WESTOVER – Some exchanges are just as ordinary – as they are extraordinary.
Such as this one this past Wednesday morning in Westover.
Ron Wenig walked up to Lee Saffel and said, “Hi, Mr. Saffel. Good to see you again, sir.”
Saffel, smiling, shook Wenig’s hand on occasion of their second meeting and said, “You too. And it is great to be here.”
Not that Saffel remembers their first meeting this past February.
Saffel was flat on his back, unconscious. His son, Eli, was desperately doing chest compressions to keep his dad alive.
And Wenig and other first responders arrived – and took over.
Eli Saffel, a 17-year-old Morgantown High student who wants to be a cardiologist, picked up the narrative for his father, who is director of the West Virginia University Press, the school’s in-house publishing arm.
“We had somebody at the house who was working on the roof,” he remembered. “My dad was talking to him. Mid-sentence, and he just dropped.”
“I don’t remember a thing,” Lee Saffel said.
Eli watches medical dramas on occasion and had seen some YouTube videos on how to do CPR, but that was the extent of his medical training, he said with a bemused grin. Still, he went to work.
And that’s why everyone was at the Education Center for Monongalia County Emergency Medical Services in Westover for the morning.
Mon EMS presented Eli and Wenig, a county medic, with its Lifesaver Award for their efforts that day six months ago.
The same recognition went to Walter Joy and Joshua Fletcher, Wening’s fellow responders for Mon EMS.
Zach Lipscomb, Larry Dudley, Louie Shoemaker and Matt Farber of the Brookhaven Volunteer Fire Department received the same accolade.
That’s how many people, especially Saffel’s son, Robby May said, who brought back Saffel’s heartbeat while keeping him stable for the trip to J.W. Ruby Memorial Hospital.
May, a former history teacher who directs clinical services for Mon EMS, said Eli, in particular, was the linchpin in the process.
“Nationwide, more than 350,000 suffer out-of-hospital cardiac arrests each year,” the director said in prepared remarks.
“Nearly 90% do not survive. But when CPR is started immediately by a bystander, survival rates can double or even triple. Which is why Eli’s decision is so powerful.”
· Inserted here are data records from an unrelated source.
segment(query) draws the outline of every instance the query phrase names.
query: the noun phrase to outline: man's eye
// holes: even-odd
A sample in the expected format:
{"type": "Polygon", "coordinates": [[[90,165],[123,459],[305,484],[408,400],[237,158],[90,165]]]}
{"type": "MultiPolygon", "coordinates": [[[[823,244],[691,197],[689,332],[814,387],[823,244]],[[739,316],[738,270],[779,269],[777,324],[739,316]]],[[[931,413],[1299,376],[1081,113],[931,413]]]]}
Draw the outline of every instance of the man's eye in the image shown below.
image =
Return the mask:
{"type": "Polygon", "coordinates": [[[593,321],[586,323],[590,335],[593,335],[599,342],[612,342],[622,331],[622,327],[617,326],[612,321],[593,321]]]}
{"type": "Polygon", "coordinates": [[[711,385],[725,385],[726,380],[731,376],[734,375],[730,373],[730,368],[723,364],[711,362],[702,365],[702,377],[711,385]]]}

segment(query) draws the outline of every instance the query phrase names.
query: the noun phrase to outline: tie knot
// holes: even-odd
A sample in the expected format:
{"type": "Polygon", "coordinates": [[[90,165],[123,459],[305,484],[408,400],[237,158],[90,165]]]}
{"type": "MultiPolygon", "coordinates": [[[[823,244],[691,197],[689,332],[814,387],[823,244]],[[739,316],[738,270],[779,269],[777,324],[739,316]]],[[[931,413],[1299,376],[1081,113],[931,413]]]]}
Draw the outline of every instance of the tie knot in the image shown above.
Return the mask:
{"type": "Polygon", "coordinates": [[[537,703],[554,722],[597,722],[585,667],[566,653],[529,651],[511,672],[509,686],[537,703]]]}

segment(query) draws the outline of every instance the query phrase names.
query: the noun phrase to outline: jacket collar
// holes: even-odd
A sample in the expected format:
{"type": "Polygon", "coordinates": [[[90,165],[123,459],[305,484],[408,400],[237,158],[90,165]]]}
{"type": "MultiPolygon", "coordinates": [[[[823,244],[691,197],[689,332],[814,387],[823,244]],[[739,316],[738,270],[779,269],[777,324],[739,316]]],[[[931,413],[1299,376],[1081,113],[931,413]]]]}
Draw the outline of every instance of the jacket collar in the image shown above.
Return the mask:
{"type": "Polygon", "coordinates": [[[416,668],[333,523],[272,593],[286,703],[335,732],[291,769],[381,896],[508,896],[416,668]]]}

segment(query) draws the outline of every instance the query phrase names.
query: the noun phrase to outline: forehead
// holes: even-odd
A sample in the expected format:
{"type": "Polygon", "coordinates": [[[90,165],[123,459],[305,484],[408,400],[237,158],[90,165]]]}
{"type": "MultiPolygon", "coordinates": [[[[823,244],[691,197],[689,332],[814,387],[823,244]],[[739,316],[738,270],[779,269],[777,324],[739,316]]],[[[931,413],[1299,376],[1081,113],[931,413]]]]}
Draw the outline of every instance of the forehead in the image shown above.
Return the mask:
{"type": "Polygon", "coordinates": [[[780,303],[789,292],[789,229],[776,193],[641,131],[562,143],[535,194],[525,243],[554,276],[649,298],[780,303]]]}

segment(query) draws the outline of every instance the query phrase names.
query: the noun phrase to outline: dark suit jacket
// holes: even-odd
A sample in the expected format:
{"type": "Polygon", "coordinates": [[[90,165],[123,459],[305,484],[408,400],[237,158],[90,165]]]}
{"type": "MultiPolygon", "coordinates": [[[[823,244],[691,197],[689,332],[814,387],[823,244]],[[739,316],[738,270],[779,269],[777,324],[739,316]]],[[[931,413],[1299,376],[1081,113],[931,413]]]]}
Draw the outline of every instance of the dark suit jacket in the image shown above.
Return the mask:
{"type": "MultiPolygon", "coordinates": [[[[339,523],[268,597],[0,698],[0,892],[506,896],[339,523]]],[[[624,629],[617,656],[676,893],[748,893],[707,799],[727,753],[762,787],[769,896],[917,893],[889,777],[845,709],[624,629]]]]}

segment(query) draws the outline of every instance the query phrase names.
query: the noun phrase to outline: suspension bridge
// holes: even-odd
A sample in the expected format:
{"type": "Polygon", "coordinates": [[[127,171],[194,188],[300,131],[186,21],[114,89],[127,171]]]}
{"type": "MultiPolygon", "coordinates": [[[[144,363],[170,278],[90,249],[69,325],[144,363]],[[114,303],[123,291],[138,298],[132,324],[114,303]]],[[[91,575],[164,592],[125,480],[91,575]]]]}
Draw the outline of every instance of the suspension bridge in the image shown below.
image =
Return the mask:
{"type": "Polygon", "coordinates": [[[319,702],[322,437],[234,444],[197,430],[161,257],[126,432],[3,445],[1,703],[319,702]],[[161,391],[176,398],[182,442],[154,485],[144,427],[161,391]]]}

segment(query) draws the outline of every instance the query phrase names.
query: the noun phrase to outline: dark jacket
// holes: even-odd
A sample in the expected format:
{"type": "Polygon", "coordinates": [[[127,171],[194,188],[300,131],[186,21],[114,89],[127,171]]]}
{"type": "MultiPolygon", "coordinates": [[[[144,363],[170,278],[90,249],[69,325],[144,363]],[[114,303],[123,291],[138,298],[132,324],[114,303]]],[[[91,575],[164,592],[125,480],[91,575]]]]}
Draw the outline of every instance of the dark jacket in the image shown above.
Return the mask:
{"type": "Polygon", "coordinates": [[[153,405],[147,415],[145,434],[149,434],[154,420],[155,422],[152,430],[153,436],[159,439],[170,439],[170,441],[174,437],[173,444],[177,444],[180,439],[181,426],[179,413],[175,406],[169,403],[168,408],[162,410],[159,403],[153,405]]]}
Eli doesn’t have a lot of recall of that day either.
“I was just going on adrenaline,” he said. “I was just thinking about my dad.”
He was already thinking about the medical profession for a career, he said. His dad’s heart attack makes him want to become a cardiologist, he said.
“I can still see him out there,” the son recalled. “I was out sick from school. I’m just glad I was home.”
Lee Saffel’s just glad to be part of the proceedings, he said in a voice thick with emotion.
His daughter, Rhowyn, married in March. He got to walk her down the aisle. He just got back from band camp with Eli, which has turned into a father-son tradition.
“I’m overcome with emotion and gratitude,” the elder Saffel said. “It’s been a journey. I’m still here because of all of you.”